Each business should also have in their company business manual a Standard Operating Procedure (SOP) for emergencies of all types. It is to specify what employees should do in the event of an emergency. This plan should include a chain of command for instructions, emergency contacts for during working hours and off-work hours (in the event there is a fire or other emergency when the business is closed), and a course of action to make sure employees are accounted for during an emergency. How will employees be alerted of the need to evacuate? What is the escape route, or should you stay in place in your office or elsewhere? Where will employees meet outside the building to be sure everyone is safe? Business should also have regular informational meetings and other ways of informing employees of the SOP and any changes that are made.
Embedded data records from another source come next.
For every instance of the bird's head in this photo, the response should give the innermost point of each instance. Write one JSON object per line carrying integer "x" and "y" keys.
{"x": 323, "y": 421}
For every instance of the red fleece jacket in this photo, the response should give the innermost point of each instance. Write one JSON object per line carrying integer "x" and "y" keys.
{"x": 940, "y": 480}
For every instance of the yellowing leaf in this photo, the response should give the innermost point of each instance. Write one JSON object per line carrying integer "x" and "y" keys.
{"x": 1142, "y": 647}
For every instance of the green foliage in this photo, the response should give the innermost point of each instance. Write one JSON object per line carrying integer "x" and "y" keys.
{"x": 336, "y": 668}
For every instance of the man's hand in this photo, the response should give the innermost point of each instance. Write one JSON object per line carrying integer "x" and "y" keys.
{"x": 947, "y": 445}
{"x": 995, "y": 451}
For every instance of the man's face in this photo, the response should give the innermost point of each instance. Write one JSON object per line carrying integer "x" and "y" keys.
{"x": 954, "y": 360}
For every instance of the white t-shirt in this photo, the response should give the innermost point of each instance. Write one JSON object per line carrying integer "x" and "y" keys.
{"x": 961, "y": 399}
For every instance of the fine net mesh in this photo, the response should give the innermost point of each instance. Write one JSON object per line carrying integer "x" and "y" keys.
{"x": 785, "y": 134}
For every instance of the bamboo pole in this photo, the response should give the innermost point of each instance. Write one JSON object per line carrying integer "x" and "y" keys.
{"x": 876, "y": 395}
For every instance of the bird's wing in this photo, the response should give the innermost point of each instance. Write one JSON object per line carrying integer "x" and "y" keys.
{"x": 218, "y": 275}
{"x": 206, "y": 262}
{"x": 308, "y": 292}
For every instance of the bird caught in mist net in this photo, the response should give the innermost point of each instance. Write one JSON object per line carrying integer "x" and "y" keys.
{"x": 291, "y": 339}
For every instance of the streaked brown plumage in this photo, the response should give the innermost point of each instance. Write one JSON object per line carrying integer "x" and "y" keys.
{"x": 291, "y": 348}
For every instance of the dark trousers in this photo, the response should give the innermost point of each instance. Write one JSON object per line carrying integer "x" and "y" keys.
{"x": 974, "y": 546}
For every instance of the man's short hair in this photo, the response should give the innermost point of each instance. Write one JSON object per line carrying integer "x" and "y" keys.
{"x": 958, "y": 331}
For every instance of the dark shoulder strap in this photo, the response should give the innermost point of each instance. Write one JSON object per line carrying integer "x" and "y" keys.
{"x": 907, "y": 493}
Make sure that you are well-versed in the company plan for emergencies, and know what you would be expected to do. If your company has emergency drills, participate. Do all you can to familiarize yourself with what emergency preparedness measures your company has planned.

Medical Emergencies

Businesses need to have first aid kits available for employees. Of course, your kit will be used the most for papercuts or headache treatment, but someday there may be a time when more medical assistance is required. For those times, at least one of the company first aid kits should be much larger and with a more vast supply of items for a broader range of medical emergencies. Also, ideally some of the employees are well-trained in CPR and basic first aid.

Personal Preparedness

You should also do some preparing on your own. Many people keep some emergency supplies in a desk drawer or in an office cupboard – things like a small first aid kit, some shelf-stable foods (including snacks) and water, and a pair of athletic shoes for in case there is rubble after an earthquake or you need to walk to get home to your loved ones, etc. If you cannot keep these items inside the business, consider leaving them in your car. A car kit can not only be valuable when you are at work, but also wherever else you may be. Ideally, however, some items are kept in your office, as well.

In conclusion, look into the plan at your workplace, and see if anything can be done by you or your company to improve the plan. Even if all you can do is to make your piece of the workplace safer and more prepared, it is worth doing for your own peace of mind.